In Australia, Muslims Call for Pressure on China Over Missing Relatives


His parents were the last people who would ever criticize the Chinese government, he said.

Despite living abroad, Mr. Habibullah chatted with his parents regularly on the Chinese messaging service WeChat. Suddenly, in August, they stopped answering his messages.

He contacted police stations in Xinjiang and his parents’ old workplaces, and he tried an official in the state security agency, all to no avail. With nine others in his family already missing, he feared the worst.

“I have lost everything,” he said repeatedly during an interview in February.

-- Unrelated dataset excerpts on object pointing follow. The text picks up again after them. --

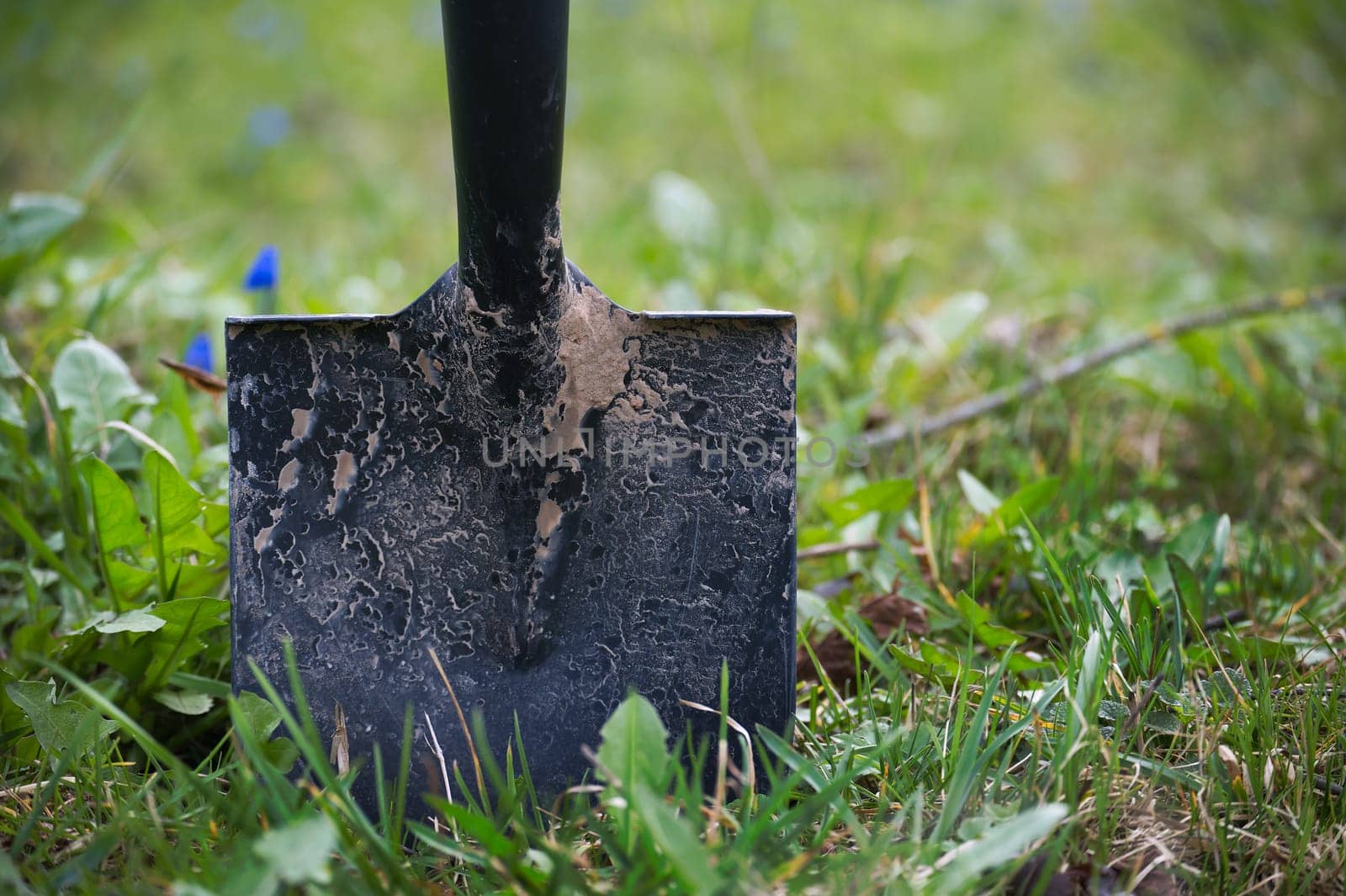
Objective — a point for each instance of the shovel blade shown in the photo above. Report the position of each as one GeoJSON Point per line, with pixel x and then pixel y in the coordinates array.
{"type": "Point", "coordinates": [614, 513]}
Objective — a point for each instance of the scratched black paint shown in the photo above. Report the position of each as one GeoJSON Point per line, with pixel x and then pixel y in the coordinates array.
{"type": "Point", "coordinates": [369, 529]}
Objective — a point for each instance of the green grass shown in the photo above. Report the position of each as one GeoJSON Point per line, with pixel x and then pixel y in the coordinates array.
{"type": "Point", "coordinates": [1134, 583]}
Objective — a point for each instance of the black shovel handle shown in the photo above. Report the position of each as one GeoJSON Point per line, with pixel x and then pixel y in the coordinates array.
{"type": "Point", "coordinates": [506, 96]}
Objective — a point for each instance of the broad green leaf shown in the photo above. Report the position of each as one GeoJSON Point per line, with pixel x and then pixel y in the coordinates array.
{"type": "Point", "coordinates": [10, 412]}
{"type": "Point", "coordinates": [979, 619]}
{"type": "Point", "coordinates": [128, 581]}
{"type": "Point", "coordinates": [300, 852]}
{"type": "Point", "coordinates": [188, 619]}
{"type": "Point", "coordinates": [186, 702]}
{"type": "Point", "coordinates": [1112, 711]}
{"type": "Point", "coordinates": [1025, 502]}
{"type": "Point", "coordinates": [109, 623]}
{"type": "Point", "coordinates": [1000, 844]}
{"type": "Point", "coordinates": [883, 496]}
{"type": "Point", "coordinates": [675, 837]}
{"type": "Point", "coordinates": [1189, 588]}
{"type": "Point", "coordinates": [259, 714]}
{"type": "Point", "coordinates": [982, 498]}
{"type": "Point", "coordinates": [634, 745]}
{"type": "Point", "coordinates": [114, 512]}
{"type": "Point", "coordinates": [1228, 685]}
{"type": "Point", "coordinates": [262, 720]}
{"type": "Point", "coordinates": [92, 382]}
{"type": "Point", "coordinates": [10, 368]}
{"type": "Point", "coordinates": [190, 615]}
{"type": "Point", "coordinates": [681, 209]}
{"type": "Point", "coordinates": [56, 723]}
{"type": "Point", "coordinates": [31, 222]}
{"type": "Point", "coordinates": [193, 540]}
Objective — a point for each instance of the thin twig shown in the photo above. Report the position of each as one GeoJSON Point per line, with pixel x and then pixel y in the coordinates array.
{"type": "Point", "coordinates": [1287, 301]}
{"type": "Point", "coordinates": [432, 740]}
{"type": "Point", "coordinates": [462, 721]}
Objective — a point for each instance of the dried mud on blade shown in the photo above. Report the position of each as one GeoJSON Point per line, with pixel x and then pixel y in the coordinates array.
{"type": "Point", "coordinates": [562, 500]}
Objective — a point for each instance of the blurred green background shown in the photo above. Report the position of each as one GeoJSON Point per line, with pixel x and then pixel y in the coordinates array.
{"type": "Point", "coordinates": [1103, 157]}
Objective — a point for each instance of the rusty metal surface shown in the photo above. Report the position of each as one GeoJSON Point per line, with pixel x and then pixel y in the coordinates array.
{"type": "Point", "coordinates": [543, 502]}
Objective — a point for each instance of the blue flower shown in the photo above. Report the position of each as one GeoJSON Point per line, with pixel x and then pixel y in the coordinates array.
{"type": "Point", "coordinates": [268, 125]}
{"type": "Point", "coordinates": [199, 353]}
{"type": "Point", "coordinates": [264, 272]}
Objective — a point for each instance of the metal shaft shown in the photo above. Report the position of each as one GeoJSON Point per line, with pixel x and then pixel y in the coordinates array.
{"type": "Point", "coordinates": [506, 92]}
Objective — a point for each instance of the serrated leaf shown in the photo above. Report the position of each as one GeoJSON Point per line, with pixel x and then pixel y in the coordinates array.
{"type": "Point", "coordinates": [1112, 711]}
{"type": "Point", "coordinates": [885, 496]}
{"type": "Point", "coordinates": [56, 724]}
{"type": "Point", "coordinates": [114, 513]}
{"type": "Point", "coordinates": [186, 702]}
{"type": "Point", "coordinates": [634, 745]}
{"type": "Point", "coordinates": [175, 502]}
{"type": "Point", "coordinates": [1163, 721]}
{"type": "Point", "coordinates": [675, 837]}
{"type": "Point", "coordinates": [300, 852]}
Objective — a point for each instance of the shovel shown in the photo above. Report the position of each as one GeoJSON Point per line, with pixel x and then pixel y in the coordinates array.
{"type": "Point", "coordinates": [552, 498]}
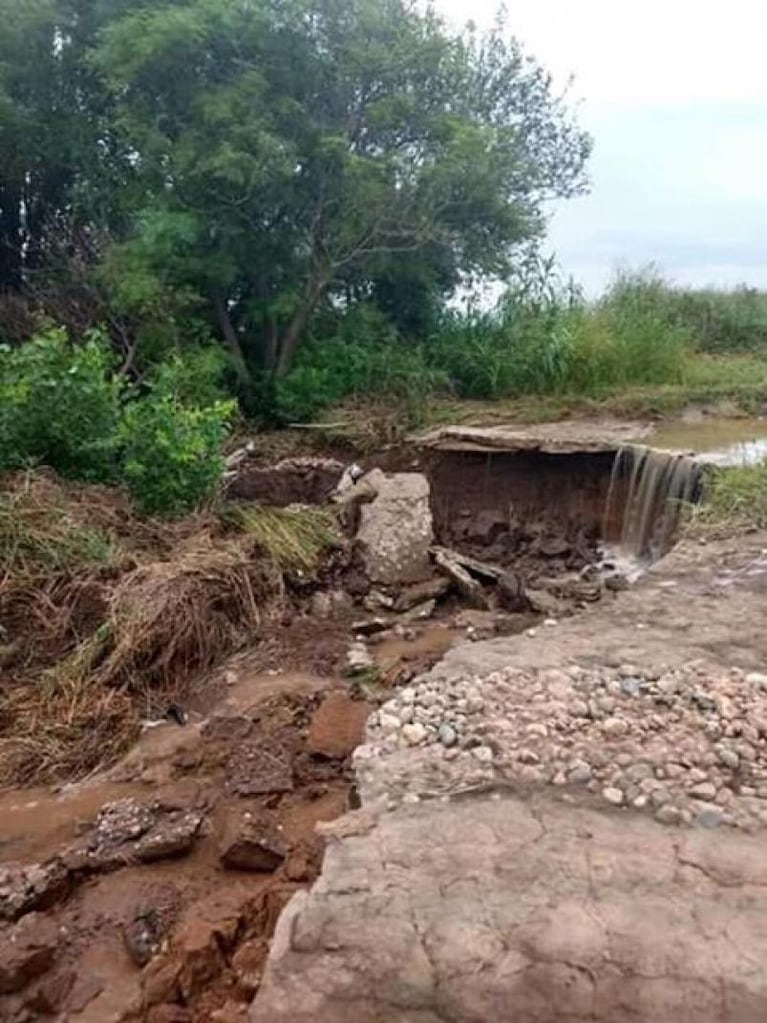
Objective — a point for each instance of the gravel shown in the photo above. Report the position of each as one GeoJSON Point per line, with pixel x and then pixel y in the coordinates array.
{"type": "Point", "coordinates": [686, 745]}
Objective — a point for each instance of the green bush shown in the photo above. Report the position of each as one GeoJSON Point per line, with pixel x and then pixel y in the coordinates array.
{"type": "Point", "coordinates": [362, 357]}
{"type": "Point", "coordinates": [59, 405]}
{"type": "Point", "coordinates": [171, 451]}
{"type": "Point", "coordinates": [62, 405]}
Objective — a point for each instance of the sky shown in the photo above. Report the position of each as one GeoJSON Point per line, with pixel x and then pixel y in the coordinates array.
{"type": "Point", "coordinates": [674, 93]}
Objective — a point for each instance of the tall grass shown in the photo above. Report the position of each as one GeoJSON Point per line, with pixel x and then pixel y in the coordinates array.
{"type": "Point", "coordinates": [543, 339]}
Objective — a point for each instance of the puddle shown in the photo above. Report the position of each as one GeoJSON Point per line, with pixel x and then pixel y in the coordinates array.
{"type": "Point", "coordinates": [35, 823]}
{"type": "Point", "coordinates": [718, 442]}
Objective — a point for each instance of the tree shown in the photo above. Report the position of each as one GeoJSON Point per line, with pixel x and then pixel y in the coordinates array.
{"type": "Point", "coordinates": [290, 152]}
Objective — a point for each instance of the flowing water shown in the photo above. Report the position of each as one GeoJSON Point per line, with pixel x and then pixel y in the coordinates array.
{"type": "Point", "coordinates": [651, 487]}
{"type": "Point", "coordinates": [715, 441]}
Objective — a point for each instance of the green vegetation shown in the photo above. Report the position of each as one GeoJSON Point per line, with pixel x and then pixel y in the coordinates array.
{"type": "Point", "coordinates": [296, 538]}
{"type": "Point", "coordinates": [733, 499]}
{"type": "Point", "coordinates": [63, 406]}
{"type": "Point", "coordinates": [282, 204]}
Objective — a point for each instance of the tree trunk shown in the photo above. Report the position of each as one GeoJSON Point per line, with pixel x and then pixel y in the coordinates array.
{"type": "Point", "coordinates": [11, 259]}
{"type": "Point", "coordinates": [232, 341]}
{"type": "Point", "coordinates": [290, 340]}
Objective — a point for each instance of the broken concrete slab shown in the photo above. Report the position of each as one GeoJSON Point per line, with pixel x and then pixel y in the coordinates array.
{"type": "Point", "coordinates": [461, 910]}
{"type": "Point", "coordinates": [549, 438]}
{"type": "Point", "coordinates": [469, 588]}
{"type": "Point", "coordinates": [396, 530]}
{"type": "Point", "coordinates": [252, 844]}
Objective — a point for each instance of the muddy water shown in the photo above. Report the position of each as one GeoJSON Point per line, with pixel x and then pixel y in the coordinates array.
{"type": "Point", "coordinates": [35, 823]}
{"type": "Point", "coordinates": [718, 442]}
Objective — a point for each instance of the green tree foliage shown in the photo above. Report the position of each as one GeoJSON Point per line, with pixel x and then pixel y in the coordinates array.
{"type": "Point", "coordinates": [63, 406]}
{"type": "Point", "coordinates": [242, 166]}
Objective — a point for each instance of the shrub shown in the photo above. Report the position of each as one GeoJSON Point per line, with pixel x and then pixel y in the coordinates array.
{"type": "Point", "coordinates": [363, 356]}
{"type": "Point", "coordinates": [172, 452]}
{"type": "Point", "coordinates": [59, 405]}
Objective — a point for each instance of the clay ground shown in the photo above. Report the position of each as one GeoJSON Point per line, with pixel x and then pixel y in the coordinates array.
{"type": "Point", "coordinates": [525, 801]}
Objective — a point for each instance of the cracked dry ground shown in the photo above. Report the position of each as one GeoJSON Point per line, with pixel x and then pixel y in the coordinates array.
{"type": "Point", "coordinates": [497, 896]}
{"type": "Point", "coordinates": [503, 893]}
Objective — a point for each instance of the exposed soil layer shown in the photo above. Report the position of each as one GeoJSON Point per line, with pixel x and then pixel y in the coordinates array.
{"type": "Point", "coordinates": [168, 874]}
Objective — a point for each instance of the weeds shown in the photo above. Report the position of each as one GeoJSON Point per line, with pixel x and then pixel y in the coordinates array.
{"type": "Point", "coordinates": [295, 538]}
{"type": "Point", "coordinates": [733, 499]}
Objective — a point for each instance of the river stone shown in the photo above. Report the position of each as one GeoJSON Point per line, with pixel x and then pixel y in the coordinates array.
{"type": "Point", "coordinates": [396, 529]}
{"type": "Point", "coordinates": [447, 735]}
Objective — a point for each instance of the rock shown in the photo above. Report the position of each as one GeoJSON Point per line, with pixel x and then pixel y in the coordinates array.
{"type": "Point", "coordinates": [710, 815]}
{"type": "Point", "coordinates": [143, 935]}
{"type": "Point", "coordinates": [669, 814]}
{"type": "Point", "coordinates": [615, 727]}
{"type": "Point", "coordinates": [27, 950]}
{"type": "Point", "coordinates": [252, 844]}
{"type": "Point", "coordinates": [486, 527]}
{"type": "Point", "coordinates": [631, 686]}
{"type": "Point", "coordinates": [31, 886]}
{"type": "Point", "coordinates": [328, 604]}
{"type": "Point", "coordinates": [543, 603]}
{"type": "Point", "coordinates": [580, 772]}
{"type": "Point", "coordinates": [432, 589]}
{"type": "Point", "coordinates": [413, 734]}
{"type": "Point", "coordinates": [396, 531]}
{"type": "Point", "coordinates": [469, 588]}
{"type": "Point", "coordinates": [510, 591]}
{"type": "Point", "coordinates": [369, 626]}
{"type": "Point", "coordinates": [130, 830]}
{"type": "Point", "coordinates": [247, 964]}
{"type": "Point", "coordinates": [592, 920]}
{"type": "Point", "coordinates": [359, 659]}
{"type": "Point", "coordinates": [420, 612]}
{"type": "Point", "coordinates": [704, 790]}
{"type": "Point", "coordinates": [336, 726]}
{"type": "Point", "coordinates": [728, 757]}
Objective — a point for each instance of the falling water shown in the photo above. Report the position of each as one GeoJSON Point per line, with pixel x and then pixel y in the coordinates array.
{"type": "Point", "coordinates": [652, 486]}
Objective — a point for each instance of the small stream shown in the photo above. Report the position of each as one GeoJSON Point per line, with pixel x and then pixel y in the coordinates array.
{"type": "Point", "coordinates": [714, 441]}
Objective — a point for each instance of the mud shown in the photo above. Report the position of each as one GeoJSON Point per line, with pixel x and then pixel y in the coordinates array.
{"type": "Point", "coordinates": [113, 934]}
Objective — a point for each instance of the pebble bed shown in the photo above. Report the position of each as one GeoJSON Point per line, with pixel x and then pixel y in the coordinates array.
{"type": "Point", "coordinates": [687, 745]}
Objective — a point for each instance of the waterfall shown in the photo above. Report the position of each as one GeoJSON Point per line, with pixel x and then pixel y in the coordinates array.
{"type": "Point", "coordinates": [650, 488]}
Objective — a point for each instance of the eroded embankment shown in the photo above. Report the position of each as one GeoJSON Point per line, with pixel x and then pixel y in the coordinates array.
{"type": "Point", "coordinates": [586, 852]}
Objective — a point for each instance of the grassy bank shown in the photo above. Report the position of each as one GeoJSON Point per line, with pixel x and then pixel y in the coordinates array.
{"type": "Point", "coordinates": [643, 349]}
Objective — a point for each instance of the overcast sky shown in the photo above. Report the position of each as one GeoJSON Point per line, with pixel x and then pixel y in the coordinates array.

Late last month, however — days after The New York Times submitted requests to the Chinese authorities for comment on Mr. Habibullah’s family — he was told by a relative in Switzerland that his parents and sister-in-law had just been freed. The Xinjiang government said in a fax to The Times later that the three were living “normal lives” in Karamay, the city where they have resided.

For the first time in many months, Mr. Habibullah spoke to his parents by phone, he said, in a call he described as strange for how normal they sought to sound. Much was left unsaid — and unexplained.

“I really wanted to ask my mother where all our other relatives are,” Mr. Habibullah said, “but I couldn’t because our call was definitely being monitored.”

Ms. Sawut, the Uighur activist, said the news gave her hope.

“End of the day, we’d like to see or hear that our relatives or parents are safe,” she said. “Are they safe?”